Cybris has asked for the wisdom of the Perl Monks concerning the following question:

Dear monks,

I'm trying to repair an old script that uses Class::Util (from the old OOTools package) so that it works with newer Perl versions. Unfortunately, I'm running into a bug because some perl behaviour has changed in 5.10 (https://rt.cpan.org/Public/Bug/Display.html?id=29824))

Now, the problem seems to be that that technique of checking whether a package exists no longer works in 5.10 and above. So, my question is: how do you check if any arbitrary package exists? Without knowing the names of any functions in that package?

Unfortunately my legacy script is too big to rewrite (of course, I didn't even write it in the first place, but "inherited" it).
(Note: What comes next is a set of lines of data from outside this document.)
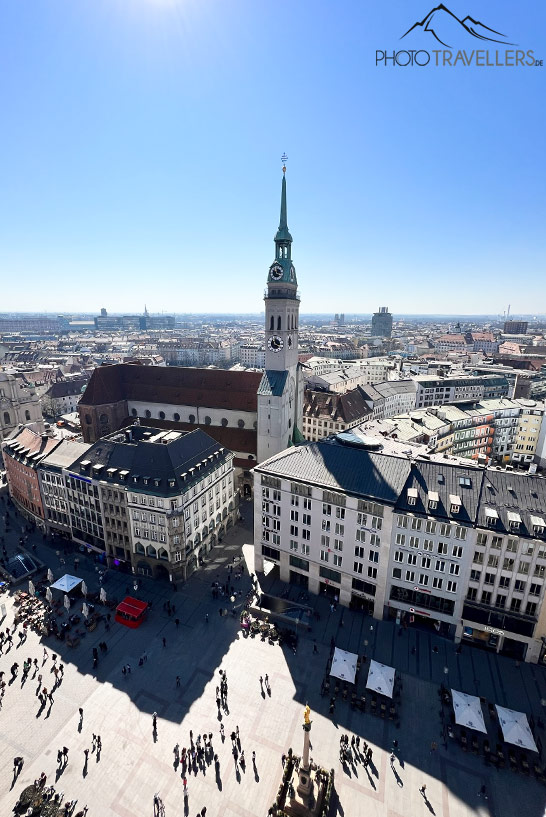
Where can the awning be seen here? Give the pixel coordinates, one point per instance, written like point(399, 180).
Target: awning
point(468, 711)
point(66, 583)
point(381, 678)
point(344, 665)
point(515, 728)
point(131, 607)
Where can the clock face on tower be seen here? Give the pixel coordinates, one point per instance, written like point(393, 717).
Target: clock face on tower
point(275, 343)
point(276, 272)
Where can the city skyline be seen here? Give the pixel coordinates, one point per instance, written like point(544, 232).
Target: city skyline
point(145, 145)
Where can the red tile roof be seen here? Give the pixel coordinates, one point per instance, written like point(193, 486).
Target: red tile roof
point(175, 385)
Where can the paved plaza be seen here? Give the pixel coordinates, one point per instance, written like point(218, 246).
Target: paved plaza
point(132, 766)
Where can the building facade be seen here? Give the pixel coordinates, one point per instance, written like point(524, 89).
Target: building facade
point(410, 538)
Your help would be very appreciated.

Replies are listed 'Best First'.
Re: Check if a package exists
by Corion (Patriarch) on Sep 11, 2010 at 22:03 UTC

    Instead of checking for

    defined %{ 'some::package::' }

    ... which has been deprecated for a long time and subsequently been removed, why not check whether there are any elements within the package?

    perl -wle "package foo; sub unknown {}; package main; print for keys % +{ 'foo::' }"

    In other words, keys %{ 'some::package' } should tell you whether a package exists, or rather, whether it contains any things of note (to Perl).

    Update: perl56delta tells us:

    defined(%hash) is deprecated

    (D) defined() is not usually useful on hashes because it checks for an undefined scalar value. If you want to see if the hash is empty, just use if (%hash) { # not empty } for example.

Re: Check if a package exists
by BrowserUk (Patriarch) on Sep 11, 2010 at 23:09 UTC

    Rather than defined, use:

    print scalar %{ List::Util:: };; 18/32 print scalar %{ Non::Existant:: };; 0

    Examine what is said, not who speaks -- Silence betokens consent -- Love the truth but pardon error.
    "Science is about questioning the status quo. Questioning authority".
    In the absence of evidence, opinion is indistinguishable from prejudice.
Re: Check if a package exists
by Khen1950fx (Canon) on Sep 12, 2010 at 03:49 UTC
    A slightly longer way...This worked for me on 5.10.1.
    #!/usr/bin/perl use strict; use warnings; use Class::Util; sub dsym { my($hashRef) = shift; my(%symbols); my(@symbols); %symbols = %{$hashRef}; @symbols = sort(keys(%symbols)); foreach (@symbols) { printf("%-10.10s| %s\n", $_, $symbols{$_}); } } print dsym(\%Class::Util::);
Re: Check if a package exists
by Anonymous Monk on Sep 12, 2010 at 03:53 UTC
    do you mean something like this?
    $ perl -MData::Dumper -e1 $ echo $? 0 $ perl -MImNot::Installed -e1 .... ImNot::Installed not found in @INC ... $ echo $? 1
Re: Check if a package exists
by JavaFan (Canon) on Sep 13, 2010 at 21:42 UTC
    So, my question is: how do you check if any arbitrary package exists?
    That depends on what you mean by "a package exists". From a language point of view, it's not a question that makes a lot of sense. All packages are equal.